Chapter 47 47. Chapter
Elijah
The heavy oak door of the House slammed shut behind us, sealing out the choking damp of the swamp and the smell of death. Outside there was silence, but inside the walls seemed to echo the savagery Aurora had just unleashed.
As we stepped into the flickering candlelight, she faltered. The daggers slipped from her hands, the silver blades striking the stone floor with a sharp clang. She did not look at me. Her shoulders trembled, then the body that moments ago had been a precise instrument of death simply gave out.
She collapsed.
Not slowly or gracefully, but as if her support cables had been severed. I moved instantly, catching her by the arm before her knees hit the stone, but I did not force her upright. I sank down with her into the dust.
“Aurora,” I said, my voice deeper than I intended.

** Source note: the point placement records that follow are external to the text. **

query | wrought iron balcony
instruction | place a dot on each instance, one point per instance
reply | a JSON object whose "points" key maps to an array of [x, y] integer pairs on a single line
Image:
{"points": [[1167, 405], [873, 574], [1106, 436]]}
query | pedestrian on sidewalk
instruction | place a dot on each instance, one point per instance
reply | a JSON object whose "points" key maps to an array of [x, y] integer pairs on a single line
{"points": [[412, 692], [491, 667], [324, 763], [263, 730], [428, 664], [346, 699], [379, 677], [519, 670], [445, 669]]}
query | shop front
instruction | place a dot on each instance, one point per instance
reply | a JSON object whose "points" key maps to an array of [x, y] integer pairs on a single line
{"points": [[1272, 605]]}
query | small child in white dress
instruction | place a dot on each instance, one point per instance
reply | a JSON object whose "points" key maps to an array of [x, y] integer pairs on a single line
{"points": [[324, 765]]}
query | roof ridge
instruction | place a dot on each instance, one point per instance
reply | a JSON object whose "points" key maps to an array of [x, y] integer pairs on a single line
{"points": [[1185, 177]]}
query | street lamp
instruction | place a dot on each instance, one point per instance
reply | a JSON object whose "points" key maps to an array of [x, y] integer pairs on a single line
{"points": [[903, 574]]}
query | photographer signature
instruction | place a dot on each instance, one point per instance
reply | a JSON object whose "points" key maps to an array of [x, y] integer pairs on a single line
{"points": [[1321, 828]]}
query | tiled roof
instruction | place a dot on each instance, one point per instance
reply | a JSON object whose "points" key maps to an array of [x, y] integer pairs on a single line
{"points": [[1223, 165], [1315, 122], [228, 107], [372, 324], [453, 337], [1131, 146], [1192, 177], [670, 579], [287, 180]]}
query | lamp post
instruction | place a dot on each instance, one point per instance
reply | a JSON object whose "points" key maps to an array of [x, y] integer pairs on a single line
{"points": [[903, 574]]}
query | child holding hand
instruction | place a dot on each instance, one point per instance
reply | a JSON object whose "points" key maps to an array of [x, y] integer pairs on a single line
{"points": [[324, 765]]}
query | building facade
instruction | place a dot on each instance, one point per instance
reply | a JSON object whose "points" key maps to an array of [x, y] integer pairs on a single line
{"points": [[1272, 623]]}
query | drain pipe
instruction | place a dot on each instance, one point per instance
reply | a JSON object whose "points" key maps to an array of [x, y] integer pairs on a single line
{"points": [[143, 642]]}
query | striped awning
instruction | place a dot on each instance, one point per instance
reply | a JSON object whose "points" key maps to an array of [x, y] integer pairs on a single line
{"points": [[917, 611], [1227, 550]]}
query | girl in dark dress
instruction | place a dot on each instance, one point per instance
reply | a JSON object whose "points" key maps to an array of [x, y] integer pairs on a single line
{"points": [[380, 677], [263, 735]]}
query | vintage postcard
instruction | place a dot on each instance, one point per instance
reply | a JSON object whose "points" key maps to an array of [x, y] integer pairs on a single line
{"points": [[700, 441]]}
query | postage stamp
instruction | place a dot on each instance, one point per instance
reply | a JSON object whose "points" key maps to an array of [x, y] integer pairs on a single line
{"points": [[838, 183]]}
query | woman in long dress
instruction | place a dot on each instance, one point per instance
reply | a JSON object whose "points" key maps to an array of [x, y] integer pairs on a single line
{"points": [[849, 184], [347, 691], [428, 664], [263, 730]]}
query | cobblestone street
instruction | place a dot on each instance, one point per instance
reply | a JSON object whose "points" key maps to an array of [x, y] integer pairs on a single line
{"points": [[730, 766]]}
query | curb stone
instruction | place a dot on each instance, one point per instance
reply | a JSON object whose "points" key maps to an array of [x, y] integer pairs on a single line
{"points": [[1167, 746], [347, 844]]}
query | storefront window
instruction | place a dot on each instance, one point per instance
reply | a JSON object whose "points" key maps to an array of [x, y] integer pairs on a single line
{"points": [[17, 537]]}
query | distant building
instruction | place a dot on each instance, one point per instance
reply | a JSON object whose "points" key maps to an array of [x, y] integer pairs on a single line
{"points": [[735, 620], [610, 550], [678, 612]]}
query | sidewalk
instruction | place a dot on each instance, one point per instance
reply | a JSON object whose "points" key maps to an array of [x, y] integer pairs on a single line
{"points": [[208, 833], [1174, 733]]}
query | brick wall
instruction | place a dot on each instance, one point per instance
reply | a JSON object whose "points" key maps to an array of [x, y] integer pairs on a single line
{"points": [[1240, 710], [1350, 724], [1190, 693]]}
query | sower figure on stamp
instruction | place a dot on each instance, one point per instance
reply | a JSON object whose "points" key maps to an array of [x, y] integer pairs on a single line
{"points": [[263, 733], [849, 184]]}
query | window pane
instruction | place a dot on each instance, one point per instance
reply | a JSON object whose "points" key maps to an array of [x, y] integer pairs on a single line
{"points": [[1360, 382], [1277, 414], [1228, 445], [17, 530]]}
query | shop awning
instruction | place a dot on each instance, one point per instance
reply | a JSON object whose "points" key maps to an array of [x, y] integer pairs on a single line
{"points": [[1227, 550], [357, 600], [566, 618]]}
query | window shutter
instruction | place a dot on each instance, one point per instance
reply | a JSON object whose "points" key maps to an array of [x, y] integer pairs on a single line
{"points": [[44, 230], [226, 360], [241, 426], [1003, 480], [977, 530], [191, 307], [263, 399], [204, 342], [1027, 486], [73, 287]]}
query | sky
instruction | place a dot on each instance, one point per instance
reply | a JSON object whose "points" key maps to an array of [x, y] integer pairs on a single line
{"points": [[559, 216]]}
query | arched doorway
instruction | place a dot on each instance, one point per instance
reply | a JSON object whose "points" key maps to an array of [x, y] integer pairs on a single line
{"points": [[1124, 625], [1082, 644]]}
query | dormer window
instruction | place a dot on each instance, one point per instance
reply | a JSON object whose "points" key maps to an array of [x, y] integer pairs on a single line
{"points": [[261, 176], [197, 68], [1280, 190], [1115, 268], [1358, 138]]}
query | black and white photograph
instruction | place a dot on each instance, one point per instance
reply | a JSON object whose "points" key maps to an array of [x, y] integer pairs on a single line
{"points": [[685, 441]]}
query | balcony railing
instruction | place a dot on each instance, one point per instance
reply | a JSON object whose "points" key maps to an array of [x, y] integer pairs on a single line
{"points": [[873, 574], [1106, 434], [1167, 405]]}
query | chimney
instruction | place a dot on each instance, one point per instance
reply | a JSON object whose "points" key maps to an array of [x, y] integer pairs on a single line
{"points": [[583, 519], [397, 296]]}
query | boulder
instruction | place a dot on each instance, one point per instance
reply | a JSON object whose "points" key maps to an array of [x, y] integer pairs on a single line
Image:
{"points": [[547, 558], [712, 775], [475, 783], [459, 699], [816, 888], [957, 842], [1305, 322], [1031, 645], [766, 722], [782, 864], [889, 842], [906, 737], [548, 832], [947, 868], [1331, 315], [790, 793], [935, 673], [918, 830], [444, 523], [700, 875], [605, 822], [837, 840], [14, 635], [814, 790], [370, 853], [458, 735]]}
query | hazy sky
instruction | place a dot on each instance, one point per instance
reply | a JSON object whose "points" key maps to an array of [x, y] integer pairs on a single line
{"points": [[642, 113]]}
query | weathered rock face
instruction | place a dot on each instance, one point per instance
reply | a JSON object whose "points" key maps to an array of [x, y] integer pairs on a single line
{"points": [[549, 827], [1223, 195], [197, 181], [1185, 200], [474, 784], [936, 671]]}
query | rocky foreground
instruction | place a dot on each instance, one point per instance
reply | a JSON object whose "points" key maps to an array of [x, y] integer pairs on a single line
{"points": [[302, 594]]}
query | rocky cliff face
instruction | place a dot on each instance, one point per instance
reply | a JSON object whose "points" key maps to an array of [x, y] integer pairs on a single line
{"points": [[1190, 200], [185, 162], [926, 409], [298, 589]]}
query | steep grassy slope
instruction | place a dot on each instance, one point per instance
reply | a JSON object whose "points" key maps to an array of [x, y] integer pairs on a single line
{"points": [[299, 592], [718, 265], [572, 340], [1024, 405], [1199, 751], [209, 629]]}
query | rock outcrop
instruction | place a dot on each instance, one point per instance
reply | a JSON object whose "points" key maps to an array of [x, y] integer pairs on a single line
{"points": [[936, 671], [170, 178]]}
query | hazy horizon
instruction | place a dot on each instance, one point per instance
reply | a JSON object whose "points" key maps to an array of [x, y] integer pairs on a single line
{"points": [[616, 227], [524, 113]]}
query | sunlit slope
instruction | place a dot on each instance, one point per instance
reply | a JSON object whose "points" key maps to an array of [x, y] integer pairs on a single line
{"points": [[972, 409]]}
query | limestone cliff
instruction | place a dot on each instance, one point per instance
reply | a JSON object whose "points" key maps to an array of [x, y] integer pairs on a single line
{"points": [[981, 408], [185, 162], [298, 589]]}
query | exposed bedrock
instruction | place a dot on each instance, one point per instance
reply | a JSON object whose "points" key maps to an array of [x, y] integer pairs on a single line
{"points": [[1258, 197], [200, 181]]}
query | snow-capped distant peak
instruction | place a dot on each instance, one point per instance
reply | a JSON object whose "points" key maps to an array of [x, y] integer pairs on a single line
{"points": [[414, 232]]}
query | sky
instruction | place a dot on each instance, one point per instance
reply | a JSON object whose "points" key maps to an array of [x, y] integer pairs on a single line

Through the bond something slammed into me with brutal force. Pain. Not physical pain, but the kind that tears open when the foundations of a mind collapse.
“Defective,” she whispered. Her voice was raw, barely audible. “They said there was no power in me. They said I was a burden. That only their mercy kept me alive.”
She lifted her hand and stared at her fingers in disbelief as the Hunters’ blood slowly seeped down toward her wrist. Her pupils were still wide, but the predatory light was gone, replaced by naked terror.
“They lied to you, Aurora,” I said bluntly. “They did not keep you out of mercy. They kept you out of fear.”
“Fear?” She snapped her head up, her eyes cutting into me. “They mocked me. I was the lowest of the low. Even the youngest apprentice outran me in drills. Even the weakest Hunter showed more magic than I ever did.”
“Because they suppressed you,” I shot back, gripping her face and forcing her to look at me. “Think with that sharp new mind of yours. Why didn’t you develop? Why did you always feel slow? Because you were trying to exist as a human in a system built against your true nature. The Clan knew what you were. A dampir does not fit their world. You are too dangerous. Too unpredictable. If you had understood your power, they never could have kept you on a leash.”
I saw the first spark of realization flare in her eyes, but bitterness smothered it almost instantly.
“All my life…” she broke, a sob tearing out of her as her body began to shake. “Every blow. Every humiliation. It was all because they were afraid of me? And I believed them. I believed I was nothing.”
Her pain nearly crushed me through the bond. I felt her rage burning in her gut, her grief for the years stolen from her. A dampir strong enough to tear through the swamp’s hounds before they even caught her scent, and they had treated her like an animal.
“This is your fault too,” she hissed suddenly, shoving against my chest. “You did this to me. If you hadn’t bitten me, if you hadn’t given me your blood, I would still be who I was.”
“You would still be living a lie,” I replied, pulling her to her feet with me. I did not let her remain in the dust. “Yes, my blood was the catalyst. Royal blood awakened what slept inside you. But the ability, the strength, the speed, all of that was always yours, Aurora. You did not get it from me. I only unlocked it.”
She gasped for air. I saw the battle tearing through her. The old Aurora, the disciplined Hunter, struggled to impose order, while the new self, the predator, demanded its due. A low, strangled growl rose in her throat. She noticed it and recoiled in fear from her own sound.
“I’m hungry,” she said at last, the words sounding like a confession. “But not for food.”
Her gaze drifted to my neck. Beneath my skin, life pulsed. She could hear it now. Hear my blood moving, feel the heat, and her dampir instincts knew exactly what would calm the storm raging inside her.
“I know,” I said quietly.
I stepped closer, and her body tensed at my proximity. There was no fragility left in her now. She was a drawn bowstring, ready to strike or to cling.
“Don’t be afraid of it,” I whispered into her ear, my hand cradling the back of her neck. “The Clan called you defective because they could not control you. I call you my equal, because you are the only one who can follow me into this darkness.”
Aurora rested her forehead against my chest. I heard her rapid heartbeat, and through the bond I felt the desire surging now from both of us. She was no longer the victim I had dragged from the forest.
She was the key to my vengeance. And she was my most dangerous addiction.
“Drink,” I said, pulling aside my collar and baring my neck.
I felt her shudder. Then, without hesitation, Aurora surrendered to the song they had hidden from her all her life. When her mouth touched my skin, I knew it with absolute certainty.
The world we had known was gone forever.